- Lobby card
- Directed by: Charles Reisner
- Written by: Arthur Caesar Robert E. Hopkins
- Produced by: Harry Rapf
- Starring: Ed Wynn Charles "Chic" Sale Dorothy Mackaill William "Stage" Boyd Effie Ellsler C. Henry Gordon
- Cinematography: Edward Paul
- Edited by: William S. Gray
- Production company: Metro-Goldwyn-Mayer
- Distributed by: Loew's, Inc.
- Release date: November 3, 1933;
- Running time: 65 minutes
- Country: United States
- Language: English

= The Chief (film) =

1933 film

The Chief is a 1933 American pre-Code comedy film directed by Charles Reisner and written by Arthur Caesar and Robert E. Hopkins. The film stars Ed Wynn, Charles "Chic" Sale, Dorothy Mackaill, William "Stage" Boyd, Effie Ellsler and C. Henry Gordon. The film was released on November 3, 1933, by Metro-Goldwyn-Mayer.

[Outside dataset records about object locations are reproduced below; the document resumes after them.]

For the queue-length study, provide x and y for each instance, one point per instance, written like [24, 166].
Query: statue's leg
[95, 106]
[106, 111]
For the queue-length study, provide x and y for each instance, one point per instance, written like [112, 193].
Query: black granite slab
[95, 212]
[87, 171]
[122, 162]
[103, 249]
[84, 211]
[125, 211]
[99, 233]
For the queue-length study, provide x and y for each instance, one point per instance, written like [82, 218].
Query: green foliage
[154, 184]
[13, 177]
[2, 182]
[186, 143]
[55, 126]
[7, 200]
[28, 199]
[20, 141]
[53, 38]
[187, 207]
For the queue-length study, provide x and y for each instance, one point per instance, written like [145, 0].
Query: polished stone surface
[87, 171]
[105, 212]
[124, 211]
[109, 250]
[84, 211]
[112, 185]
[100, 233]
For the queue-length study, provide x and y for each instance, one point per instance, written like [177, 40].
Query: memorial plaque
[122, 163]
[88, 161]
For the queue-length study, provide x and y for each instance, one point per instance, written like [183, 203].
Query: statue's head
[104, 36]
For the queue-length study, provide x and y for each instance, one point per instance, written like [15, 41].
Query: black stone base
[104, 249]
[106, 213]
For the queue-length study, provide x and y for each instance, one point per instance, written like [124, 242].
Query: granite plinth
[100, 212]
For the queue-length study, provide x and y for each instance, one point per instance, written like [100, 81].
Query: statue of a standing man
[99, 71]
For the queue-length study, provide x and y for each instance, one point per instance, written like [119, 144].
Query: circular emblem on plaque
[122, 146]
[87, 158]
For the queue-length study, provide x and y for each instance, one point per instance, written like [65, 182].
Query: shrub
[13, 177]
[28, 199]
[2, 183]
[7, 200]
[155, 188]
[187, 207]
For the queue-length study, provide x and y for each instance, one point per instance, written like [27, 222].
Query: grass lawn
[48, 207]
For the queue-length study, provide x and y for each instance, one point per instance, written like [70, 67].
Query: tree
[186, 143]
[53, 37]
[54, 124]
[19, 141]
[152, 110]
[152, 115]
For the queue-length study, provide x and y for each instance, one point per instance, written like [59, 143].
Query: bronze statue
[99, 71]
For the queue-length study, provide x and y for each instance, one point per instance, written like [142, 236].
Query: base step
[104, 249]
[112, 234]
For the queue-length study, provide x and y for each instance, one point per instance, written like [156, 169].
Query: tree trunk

This is based on Wynn's famous radio character, and the film ends with Wynn on his own radio show.

==Plot==

A timid man is thrust into the spotlight when his father is honored as a hero. He blunders into a series of adventures because of a woman and becomes a hero himself. Although two political parties try to use him for their benefit, he unwittingly foils all their plans.

==Cast==
- Ed Wynn as Henry Summers
- Charles "Chic" Sale as Uncle Joe
- Dorothy Mackaill as Dixie Dean
- William "Stage" Boyd as Dan 'Danny' O'Rourke
- Effie Ellsler as Ma Summers
- C. Henry Gordon as Paul Clayton
- Mickey Rooney as Willie
- Purnell Pratt as Al Morgan
- George Givot as Greek Clothing Merchant
- Tom Wilson as Blink
- Nat Pendleton as Big Mike

==Reception==
The film was a box office disappointment for MGM.